Facebook’s clickjacking scam is masked as a wall post saying “I Cried watching this video. RIP Whitney Houston,” and attached with it is a link that’s supposed to lead to the video. Clicking it will only steer users to a survey scam site after a number of prior redirections. “Upon further investigation on the domains involved in the redirections, we also found 101 more survey scams registered on the same IP where the domains are hosted,” says Trend Micro.
The malicious link on Twitter is also trending worldwide. It redirects the clicker to a blog dedicated to the late singer, then redirected again to another page, and another one. The victim will eventually end up on a site that features several Whitney Houston wallpapers. If you download one of these wallpapers, a pop-up window appears offering Whitney Houston ringtones. Should you stay or leave the page, it redirects to a survey site that collects mobile numbers.

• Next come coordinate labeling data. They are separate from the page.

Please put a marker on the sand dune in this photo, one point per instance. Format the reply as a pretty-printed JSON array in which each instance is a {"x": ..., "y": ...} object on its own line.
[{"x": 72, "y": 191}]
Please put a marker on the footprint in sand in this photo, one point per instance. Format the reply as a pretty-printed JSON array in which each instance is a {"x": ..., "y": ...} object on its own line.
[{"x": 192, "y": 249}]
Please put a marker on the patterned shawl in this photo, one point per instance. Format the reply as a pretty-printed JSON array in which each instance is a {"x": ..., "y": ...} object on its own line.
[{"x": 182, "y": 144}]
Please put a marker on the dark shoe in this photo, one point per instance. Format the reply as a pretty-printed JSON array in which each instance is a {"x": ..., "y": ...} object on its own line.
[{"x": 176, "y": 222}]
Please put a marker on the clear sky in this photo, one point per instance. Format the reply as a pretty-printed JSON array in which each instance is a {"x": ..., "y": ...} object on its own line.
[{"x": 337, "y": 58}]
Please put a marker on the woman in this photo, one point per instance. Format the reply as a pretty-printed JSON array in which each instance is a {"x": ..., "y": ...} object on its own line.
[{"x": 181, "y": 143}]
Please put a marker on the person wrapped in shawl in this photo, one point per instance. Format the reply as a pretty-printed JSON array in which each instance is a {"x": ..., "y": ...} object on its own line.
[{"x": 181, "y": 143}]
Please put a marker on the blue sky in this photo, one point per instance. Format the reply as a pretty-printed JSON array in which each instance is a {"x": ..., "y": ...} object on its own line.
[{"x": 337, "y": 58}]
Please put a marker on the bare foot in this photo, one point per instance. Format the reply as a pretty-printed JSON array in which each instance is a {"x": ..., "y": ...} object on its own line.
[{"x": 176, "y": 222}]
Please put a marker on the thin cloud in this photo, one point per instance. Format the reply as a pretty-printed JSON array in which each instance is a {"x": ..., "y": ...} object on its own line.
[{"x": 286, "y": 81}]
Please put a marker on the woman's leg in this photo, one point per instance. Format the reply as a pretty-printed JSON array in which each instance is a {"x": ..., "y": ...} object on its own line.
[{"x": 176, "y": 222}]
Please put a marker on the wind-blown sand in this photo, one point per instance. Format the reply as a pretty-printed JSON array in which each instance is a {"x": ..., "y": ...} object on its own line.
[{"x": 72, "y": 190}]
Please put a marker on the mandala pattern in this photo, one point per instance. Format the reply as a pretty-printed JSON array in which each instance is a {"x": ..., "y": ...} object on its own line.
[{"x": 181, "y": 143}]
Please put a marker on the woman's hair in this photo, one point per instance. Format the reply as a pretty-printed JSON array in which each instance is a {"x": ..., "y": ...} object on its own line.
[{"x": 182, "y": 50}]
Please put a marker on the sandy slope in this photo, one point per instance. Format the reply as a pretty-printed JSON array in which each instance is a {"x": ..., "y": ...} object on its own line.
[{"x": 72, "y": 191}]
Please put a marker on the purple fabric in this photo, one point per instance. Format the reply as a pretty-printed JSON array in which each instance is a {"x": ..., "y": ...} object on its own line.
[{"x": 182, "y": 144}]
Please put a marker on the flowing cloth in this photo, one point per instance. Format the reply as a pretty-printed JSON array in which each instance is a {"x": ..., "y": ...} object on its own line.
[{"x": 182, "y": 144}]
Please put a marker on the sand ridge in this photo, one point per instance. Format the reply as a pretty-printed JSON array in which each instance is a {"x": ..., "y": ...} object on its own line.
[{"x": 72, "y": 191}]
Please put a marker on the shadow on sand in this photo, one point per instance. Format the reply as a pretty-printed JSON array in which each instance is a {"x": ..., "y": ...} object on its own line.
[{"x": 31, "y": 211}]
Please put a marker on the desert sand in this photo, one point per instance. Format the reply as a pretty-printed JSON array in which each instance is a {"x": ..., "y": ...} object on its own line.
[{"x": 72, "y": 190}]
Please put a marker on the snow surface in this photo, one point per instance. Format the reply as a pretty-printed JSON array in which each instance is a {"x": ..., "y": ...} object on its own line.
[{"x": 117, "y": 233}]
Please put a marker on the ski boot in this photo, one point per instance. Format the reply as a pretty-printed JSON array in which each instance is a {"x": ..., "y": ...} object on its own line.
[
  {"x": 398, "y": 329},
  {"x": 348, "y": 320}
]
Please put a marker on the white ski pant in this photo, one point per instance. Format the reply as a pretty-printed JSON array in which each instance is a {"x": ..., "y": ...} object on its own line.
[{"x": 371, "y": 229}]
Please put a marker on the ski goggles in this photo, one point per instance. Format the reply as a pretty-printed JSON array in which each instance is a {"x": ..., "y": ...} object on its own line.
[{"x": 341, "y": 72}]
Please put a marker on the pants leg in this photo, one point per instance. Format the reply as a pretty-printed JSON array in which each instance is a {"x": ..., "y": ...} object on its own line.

Celebrity deaths are golden opportunities for spam, malware
Yet again, this isn’t the first time a celebrity death has been used to lure clicks into a maze of malware. Amy Winehouse’s death has spawned a great deal of malware in a similar manner, using surveys. We also saw malware that took advantage of Steve Job’s death, asking users to take a survey in exchange for a free iPad. People’s curiosity and skepticism over Osama Bin Laden’s death had also made them luscious victims for a clickjacking spree that claims to show Osama’s dead body. And the recent death of North Korean dictator Kim Jong Il also prompted exploits in PDF to infect computers with a Trojan.